Three of the biggest energy networks, SSE, National Grid, and Scottish Power, as well as the Energy Networks Association, said they needed more time to assess Ofgem’s full decision.
But Scottish Power and SSE both expressed concern or disappointment with the plan.
Scottish Power boss Keith Anderson said: “This is a large and complex document and we will now take our time to analyse it in full and consider our next steps.
“We remain concerned that Ofgem’s proposals on the headline rate of return will not attract the global investment our transmission business requires if we are to support the clear net zero ambitions of the UK and Scottish Governments.”
Ofgem chief executive Jonathan Brearley said: “Our £40 billion package massively boosts clean energy investment. This will ensure that our network companies can deliver on the climate change ambitions laid out by the Prime Minister last week, whilst maintaining world-leading levels of reliability.
“These costs must fall fairly for consumers. We are reducing the amount paid to shareholders so that they are closer to current market levels. This means that companies can attract the vital investment we need whilst making sure that consumers don’t pay more than is necessary to achieve this.”
The networks reacted with fury in July after they were told the returns may be halved, accusing Ofgem of putting climate goals at risk.
At the time they threatened to fight the regulator if it stuck with the 3.95% returns.

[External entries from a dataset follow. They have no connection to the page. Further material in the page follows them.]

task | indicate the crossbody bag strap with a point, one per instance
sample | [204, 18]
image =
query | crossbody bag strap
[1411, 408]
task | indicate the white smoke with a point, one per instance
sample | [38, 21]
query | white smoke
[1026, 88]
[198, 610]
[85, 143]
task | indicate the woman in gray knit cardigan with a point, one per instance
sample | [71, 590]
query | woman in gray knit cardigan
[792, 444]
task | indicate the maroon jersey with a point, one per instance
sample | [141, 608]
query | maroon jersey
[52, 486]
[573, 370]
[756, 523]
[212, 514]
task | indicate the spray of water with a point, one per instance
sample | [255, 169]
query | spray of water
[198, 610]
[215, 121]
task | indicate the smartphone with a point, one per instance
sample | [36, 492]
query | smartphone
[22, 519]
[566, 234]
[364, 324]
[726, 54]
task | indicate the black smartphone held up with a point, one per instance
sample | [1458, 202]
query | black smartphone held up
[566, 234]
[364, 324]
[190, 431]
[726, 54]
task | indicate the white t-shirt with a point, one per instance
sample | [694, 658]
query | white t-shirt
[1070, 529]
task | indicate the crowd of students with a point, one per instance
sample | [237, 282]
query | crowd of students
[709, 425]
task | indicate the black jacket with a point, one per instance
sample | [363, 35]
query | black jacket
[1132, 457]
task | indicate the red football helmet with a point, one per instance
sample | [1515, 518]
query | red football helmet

The energy networks themselves had accepted that the returns would be slashed, but were generally hoping they would be set at between 5% and 6%.
An industry source said on Tuesday that a large part of the Prime Minister’s 10-point plan to green the economy will be built on the grid, and investment is key.
“This is too important and the next 10 years are key. Boris Johnson is coming up with a massive plan, and we need to make sure the network is ready for it,” they said.
In July, both SSE and Scottish Power said they might ask the Competition and Markets Authority for a ruling after Ofgem’s final decision.
The CMA has already this year gone against a plan proposed by Ofwat, the water regulator, which would similarly have slashed household bills, in this case by around £50 per year.
In a provisional finding in September, the competition watchdog said that Ofwat had been too strict in limiting the amount water companies can invest in resilience and reducing leaks.
That decision put the returns for water companies at around 5%, although it set a midpoint of 4.5%.
SSE’s transmission arm said it is “very disappointed that Ofgem has not fully reflected the robust evidence – particularly that from the Competition and Markets Authority (CMA) provisional findings – in setting the financial parameters.”